Children do something truly amazing and they do it naturally; they play. They seek and find ways to play regardless of where they are or with whom they are surrounded. The essence of play is natural curiosity and a spirit of enjoyment and most of the time it pervades early childhood spilling over into middle childhood and even a bit into the preteen years.
As a parent you are one of your child’s guides. You can steer them in healthy, empowering directions and you can help them become responsible global citizens. One of the most authentic and enjoyable ways to connect with your child is through play. Get down on their level. Crawl into their playhouse, help them dig the deep hole they have been working on in the backyard, take a few minutes and really be present to building the boat they are building with LEGOS.
Through play, you and your child can connect on an easy and resonant level. While playing with your child you can introduce values and concepts of peace and gratitude. For example, after you dig the deep hole that your child has been working on, talk about where to put the dirt where it will be best for the yard and it will not interfere with the lives of the plants and animals there. While playing in your child’s playhouse model peaceful communication as you act out different characters using that as an opportunity to provide gratitude-based scripts (imaginary words different people would say to one another). An example would be, “Jimmy, thank you so much for coming over to my house. I am so grateful to have you here. I love to see the smiling light in your eyes. It gives me a peek into the beautiful person you are on the inside!”
After, you can talk about how it might feel to be someone who received gratitude. How does it feel when someone says thank you? And, is it different when it is just a routine thank you as opposed to when it is heartfelt? Helping your child imagine what another person is feeling builds the skill of empathy. Empathetic people are more successful in all areas of life overall and have a higher quality of life. Interpersonal skills are incredibly important and you model these healthy behaviors for your child.
When you choose conscious awareness and full presence your child receives the benefit twofold. First, you are a real playmate engaged for a time in your child’s world. Second, a clear model of a present human being is directly in front of your child providing a blueprint for how to live.

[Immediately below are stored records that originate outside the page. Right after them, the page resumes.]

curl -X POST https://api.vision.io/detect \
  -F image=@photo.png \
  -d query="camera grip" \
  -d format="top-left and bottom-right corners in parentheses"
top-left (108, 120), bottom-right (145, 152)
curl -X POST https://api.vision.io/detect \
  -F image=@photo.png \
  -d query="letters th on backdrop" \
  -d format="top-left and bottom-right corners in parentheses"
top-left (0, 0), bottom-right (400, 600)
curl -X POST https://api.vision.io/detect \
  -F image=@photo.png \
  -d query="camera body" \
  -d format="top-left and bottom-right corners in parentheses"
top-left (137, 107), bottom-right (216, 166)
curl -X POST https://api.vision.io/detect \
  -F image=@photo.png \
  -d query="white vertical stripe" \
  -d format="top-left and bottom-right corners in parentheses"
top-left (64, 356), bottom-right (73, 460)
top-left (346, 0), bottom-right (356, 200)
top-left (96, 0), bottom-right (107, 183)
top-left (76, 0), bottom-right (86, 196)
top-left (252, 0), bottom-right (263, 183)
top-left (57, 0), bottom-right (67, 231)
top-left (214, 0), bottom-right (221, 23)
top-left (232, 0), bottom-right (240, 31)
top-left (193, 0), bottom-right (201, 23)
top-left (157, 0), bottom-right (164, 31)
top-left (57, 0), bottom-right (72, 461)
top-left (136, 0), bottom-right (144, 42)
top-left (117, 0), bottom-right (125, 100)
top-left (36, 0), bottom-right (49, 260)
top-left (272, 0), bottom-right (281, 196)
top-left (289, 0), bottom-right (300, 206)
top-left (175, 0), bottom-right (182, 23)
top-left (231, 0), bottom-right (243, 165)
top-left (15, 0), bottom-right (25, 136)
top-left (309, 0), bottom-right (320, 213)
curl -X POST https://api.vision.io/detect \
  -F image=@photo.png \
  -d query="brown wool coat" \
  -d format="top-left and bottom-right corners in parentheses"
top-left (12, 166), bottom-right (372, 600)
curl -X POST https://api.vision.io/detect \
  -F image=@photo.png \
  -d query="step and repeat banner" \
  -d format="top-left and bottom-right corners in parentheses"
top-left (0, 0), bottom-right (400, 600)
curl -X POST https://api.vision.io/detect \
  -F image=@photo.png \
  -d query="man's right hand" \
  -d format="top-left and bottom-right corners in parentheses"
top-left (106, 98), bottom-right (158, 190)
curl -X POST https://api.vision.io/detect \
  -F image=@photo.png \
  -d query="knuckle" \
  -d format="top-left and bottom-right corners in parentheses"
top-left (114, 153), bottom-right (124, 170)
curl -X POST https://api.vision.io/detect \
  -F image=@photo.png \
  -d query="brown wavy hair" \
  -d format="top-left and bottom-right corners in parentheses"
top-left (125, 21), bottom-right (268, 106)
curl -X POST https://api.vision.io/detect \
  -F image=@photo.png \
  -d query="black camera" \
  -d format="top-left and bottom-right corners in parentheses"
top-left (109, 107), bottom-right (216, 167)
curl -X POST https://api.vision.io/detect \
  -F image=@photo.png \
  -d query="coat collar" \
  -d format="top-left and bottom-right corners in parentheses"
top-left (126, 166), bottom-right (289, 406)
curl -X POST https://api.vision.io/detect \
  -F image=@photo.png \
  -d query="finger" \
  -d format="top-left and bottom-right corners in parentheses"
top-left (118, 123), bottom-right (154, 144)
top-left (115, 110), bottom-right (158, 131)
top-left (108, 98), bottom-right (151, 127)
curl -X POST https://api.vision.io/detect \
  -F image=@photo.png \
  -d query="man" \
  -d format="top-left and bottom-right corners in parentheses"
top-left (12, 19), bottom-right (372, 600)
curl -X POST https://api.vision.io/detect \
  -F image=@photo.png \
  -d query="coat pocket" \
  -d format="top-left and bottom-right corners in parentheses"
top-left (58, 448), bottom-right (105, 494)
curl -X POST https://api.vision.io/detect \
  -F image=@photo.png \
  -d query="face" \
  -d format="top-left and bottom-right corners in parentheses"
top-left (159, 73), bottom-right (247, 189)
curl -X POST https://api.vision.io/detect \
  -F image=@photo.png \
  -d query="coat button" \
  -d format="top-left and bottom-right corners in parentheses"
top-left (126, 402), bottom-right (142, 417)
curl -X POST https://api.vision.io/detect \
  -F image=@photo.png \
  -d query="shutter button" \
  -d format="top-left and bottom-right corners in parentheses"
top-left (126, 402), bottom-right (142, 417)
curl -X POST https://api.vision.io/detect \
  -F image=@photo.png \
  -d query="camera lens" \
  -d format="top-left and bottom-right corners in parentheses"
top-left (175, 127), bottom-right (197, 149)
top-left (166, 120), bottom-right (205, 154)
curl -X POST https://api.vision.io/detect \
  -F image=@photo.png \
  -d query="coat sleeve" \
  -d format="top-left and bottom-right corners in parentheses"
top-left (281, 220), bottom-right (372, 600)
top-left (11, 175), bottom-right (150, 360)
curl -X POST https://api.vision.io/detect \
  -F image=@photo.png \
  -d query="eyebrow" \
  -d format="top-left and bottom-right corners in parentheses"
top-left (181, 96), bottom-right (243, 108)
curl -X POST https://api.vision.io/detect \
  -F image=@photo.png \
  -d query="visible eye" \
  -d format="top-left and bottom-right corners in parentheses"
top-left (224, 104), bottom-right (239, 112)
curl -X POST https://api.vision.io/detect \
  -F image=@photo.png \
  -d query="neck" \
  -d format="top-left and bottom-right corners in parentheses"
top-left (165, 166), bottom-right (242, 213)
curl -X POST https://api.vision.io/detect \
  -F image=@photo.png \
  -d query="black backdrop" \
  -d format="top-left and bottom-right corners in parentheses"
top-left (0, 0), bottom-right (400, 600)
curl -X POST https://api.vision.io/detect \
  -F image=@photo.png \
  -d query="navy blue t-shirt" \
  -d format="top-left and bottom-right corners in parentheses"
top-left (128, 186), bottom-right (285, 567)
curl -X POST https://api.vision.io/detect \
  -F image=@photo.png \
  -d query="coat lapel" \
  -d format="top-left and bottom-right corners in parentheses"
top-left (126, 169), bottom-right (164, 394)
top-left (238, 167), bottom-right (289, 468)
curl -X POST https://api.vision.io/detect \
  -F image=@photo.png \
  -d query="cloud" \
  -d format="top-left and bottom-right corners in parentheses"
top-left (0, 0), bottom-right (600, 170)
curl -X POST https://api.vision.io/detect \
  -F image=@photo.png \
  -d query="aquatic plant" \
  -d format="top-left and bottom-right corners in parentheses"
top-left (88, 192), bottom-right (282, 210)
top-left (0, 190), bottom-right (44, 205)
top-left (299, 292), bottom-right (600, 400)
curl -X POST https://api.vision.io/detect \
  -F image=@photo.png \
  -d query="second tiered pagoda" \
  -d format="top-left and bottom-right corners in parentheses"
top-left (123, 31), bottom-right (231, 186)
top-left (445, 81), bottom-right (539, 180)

If you are comfortable, you can even talk about peace and gratitude directly and in only positive terms. Use statements that affirm: “It feels so good to honor and respect every person we meet.” Instead of, “People who don’t honor each other aren’t peaceful and respectful.”
Provide a positive script for your child. Carry this through into daily life too if you are able. And let’s be clear, everyone has bad days. You are a human being and an adult dealing with day to day life’s joys and hardships. Sometimes you may slip into a less positive mindset. In moments that are tough, you can bring yourself back to focus on that for which you are grateful.